L’ULTIMO TUTTOLOGO E’ BOTANICO (MA PARLARE PRIMA, MAI?)

Che io mi ricordi, erano gli anziani a sapere tutto, a parlare di tutto. In casa i nonni e al bar i pensionati, che si insultavano tra una briscola calata e un asso trattenuto, discettando della storia, della scienza, della politica. Nemmeno ai loro figli, che erano poi i miei genitori, lasciavano troppi spazio per le parole: “Taci tu” era l’intercalare più inflazionato a tavola. Era così perché noi degli anziani ci fidavamo, pensavamo che facessero sempre e comunque il nostro bene, anche quando dicevano qualcosa che suggerisse di compatirli con una smorfia, provocando generalmente un ceffone.

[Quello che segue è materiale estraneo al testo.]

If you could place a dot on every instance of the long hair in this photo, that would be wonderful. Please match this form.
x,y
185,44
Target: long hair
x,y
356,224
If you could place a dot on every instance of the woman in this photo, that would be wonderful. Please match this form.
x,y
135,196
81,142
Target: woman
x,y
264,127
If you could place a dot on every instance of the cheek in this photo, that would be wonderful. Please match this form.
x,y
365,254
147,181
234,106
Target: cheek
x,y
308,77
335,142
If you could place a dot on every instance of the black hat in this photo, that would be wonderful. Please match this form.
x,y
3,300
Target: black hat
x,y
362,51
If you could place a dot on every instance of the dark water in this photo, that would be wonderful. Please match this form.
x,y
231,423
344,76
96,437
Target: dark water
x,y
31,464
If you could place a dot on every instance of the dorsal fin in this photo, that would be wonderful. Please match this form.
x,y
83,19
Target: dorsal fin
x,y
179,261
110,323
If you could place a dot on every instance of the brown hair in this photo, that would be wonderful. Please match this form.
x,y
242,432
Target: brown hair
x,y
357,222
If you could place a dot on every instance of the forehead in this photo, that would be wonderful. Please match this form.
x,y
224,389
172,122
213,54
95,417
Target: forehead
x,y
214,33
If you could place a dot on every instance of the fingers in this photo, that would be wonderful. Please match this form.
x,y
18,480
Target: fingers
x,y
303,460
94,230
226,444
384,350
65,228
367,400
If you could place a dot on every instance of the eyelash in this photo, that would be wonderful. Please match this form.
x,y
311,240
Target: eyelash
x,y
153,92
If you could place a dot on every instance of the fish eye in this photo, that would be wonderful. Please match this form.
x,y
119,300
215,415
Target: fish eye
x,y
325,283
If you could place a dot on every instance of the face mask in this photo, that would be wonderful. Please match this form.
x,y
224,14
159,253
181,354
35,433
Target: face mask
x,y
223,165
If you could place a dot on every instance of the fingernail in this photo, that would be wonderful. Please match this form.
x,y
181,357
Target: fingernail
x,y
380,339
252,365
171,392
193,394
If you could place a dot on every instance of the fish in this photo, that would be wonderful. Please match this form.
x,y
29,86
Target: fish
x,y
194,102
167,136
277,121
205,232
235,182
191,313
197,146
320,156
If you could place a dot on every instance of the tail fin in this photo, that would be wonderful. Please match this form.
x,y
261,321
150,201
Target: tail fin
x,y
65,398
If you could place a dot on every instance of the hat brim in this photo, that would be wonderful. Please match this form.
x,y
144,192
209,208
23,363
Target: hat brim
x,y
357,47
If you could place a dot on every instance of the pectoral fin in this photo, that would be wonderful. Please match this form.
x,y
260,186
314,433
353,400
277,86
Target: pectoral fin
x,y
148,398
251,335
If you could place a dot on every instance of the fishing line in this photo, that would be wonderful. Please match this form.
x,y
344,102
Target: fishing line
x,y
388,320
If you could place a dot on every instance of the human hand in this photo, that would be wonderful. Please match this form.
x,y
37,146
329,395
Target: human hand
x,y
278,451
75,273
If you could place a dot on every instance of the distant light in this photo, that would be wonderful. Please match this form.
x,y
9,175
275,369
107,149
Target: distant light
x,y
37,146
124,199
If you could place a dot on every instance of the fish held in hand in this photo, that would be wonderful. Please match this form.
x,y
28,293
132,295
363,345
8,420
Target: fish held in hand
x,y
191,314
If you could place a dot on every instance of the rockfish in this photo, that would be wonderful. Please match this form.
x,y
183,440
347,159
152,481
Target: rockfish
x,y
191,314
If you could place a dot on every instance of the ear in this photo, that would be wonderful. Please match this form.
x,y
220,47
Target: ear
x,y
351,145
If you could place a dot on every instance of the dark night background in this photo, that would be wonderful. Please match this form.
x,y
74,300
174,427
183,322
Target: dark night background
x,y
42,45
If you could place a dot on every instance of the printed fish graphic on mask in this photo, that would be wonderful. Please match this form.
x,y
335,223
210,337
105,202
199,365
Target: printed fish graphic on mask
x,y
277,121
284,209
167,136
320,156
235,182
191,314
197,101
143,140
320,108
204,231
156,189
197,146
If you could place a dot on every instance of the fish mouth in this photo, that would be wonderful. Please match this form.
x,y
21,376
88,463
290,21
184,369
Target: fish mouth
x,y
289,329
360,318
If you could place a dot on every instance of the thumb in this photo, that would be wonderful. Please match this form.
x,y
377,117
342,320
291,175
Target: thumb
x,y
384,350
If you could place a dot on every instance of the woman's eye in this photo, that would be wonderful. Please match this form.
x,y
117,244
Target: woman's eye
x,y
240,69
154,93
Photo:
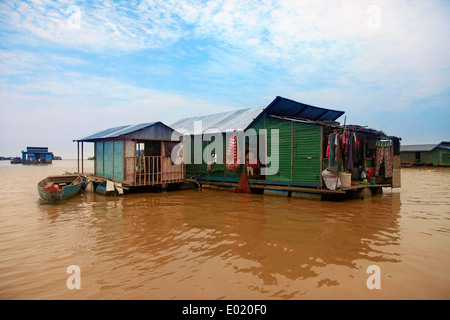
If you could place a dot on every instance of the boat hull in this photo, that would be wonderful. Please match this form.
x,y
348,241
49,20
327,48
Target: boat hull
x,y
64,193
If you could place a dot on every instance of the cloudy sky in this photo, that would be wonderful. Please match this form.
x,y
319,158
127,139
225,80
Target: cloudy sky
x,y
71,68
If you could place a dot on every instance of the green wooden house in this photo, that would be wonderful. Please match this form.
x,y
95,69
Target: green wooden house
x,y
426,154
302,131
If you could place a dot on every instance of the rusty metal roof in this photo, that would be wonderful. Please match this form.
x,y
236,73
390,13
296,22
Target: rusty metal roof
x,y
286,107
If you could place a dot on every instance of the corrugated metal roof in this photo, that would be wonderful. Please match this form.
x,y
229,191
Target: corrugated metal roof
x,y
424,147
220,122
417,147
242,118
286,107
116,131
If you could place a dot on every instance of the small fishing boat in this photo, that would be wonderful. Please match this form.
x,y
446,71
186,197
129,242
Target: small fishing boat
x,y
61,187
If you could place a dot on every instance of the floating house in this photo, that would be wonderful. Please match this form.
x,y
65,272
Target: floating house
x,y
37,155
305,134
426,154
135,155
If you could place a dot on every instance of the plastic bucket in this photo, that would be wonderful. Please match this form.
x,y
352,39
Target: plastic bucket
x,y
346,179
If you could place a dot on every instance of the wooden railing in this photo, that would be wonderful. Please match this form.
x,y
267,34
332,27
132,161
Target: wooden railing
x,y
149,171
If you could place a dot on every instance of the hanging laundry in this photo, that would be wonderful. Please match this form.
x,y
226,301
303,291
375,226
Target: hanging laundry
x,y
327,154
332,150
339,152
350,153
384,154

La tuttologia si è diffusa universalmente, elevando i giovani a grandi esperti (se cerchiamo un riferimento temporale) dopo le rivoluzioni studentesche: dal sesso libero alle droghe, dai diritti scolastici a quelli civici, dalla politica alla tecnologia, anche in famiglia fu disconosciuta l’autorità di chi aveva vissuto prima e quindi, naturalmente, sapeva di più. La parola ai giovani, compresi quelli dell’età di mezzo.

Abbiamo potuto toccare con mano l’esistenza di milioni di virologi, medici, scienziati a chiacchiere, durante il durissimo periodo della pandemia. Sono nate star televisive ad ogni latitudine, laureate del nulla cosmico, che spiegavano e spiegavano e spiegavano perché il pipistrello, perché il laboratorio, perché la fatalità, come affrontarlo – il virus – e come sconfiggerlo. I vaccini dalla A alla Z. Passeggiando a chiacchiere sui corpi delle tante persone perdute.

Ora si sono moltiplicati e sono cresciuti, i tuttologi professionisti del dilettantismo, svariando sulle strategie di guerra, la politica internazionale, l’ambientalismo, l’alta finanza, l’economia del Paese. Non sto neanche a citare la musica e il calcio perché in questi campi i dotti esistevano da decenni.

In settimana sono sbocciati i botanici. Non si soffermano sulle cause del tornado in Lombardia (segnatamente a Milano) o dei roghi siciliani: indicano le soluzioni.

Sotto ai post che documentano i danni creati nella mia città dal nubifragio di domenica notte, proliferano le critiche per la mancanza di potatura alta degli alberi più imponenti e sull’assenza di “messa in sicurezza” (con inferriate circolari, corde, puntelli di vario materiale e genere). Ho visto decine di piante spaccate in due dai fulmini come da una gigantesca accetta, querce sradicate come da un Gulliver feroce, le strade bloccate da tronchi rovesciati, ma la soluzione l’avevamo in casa, a portata di mano: i professori da tastiera, come un libero sportello della Protezione Civile.

La preghiera è che si facciano sentire per tempo, d’ora in poi, con tutti gli strumenti che abbiamo (che hanno) per prevedere in anticipo tutto quello che sta per accadere: virus, invasione russa, surriscaldamento del pianeta, energie rinnovabili, mercati, incendi, maltempo.

Per favore, non aspettate più a dirci in anticipo cosa fare, come agire: senza di voi brancoliamo nel buio, noi e i nostri nonni, per chi fortunatamente li ha ancora. Però provate a dire prima.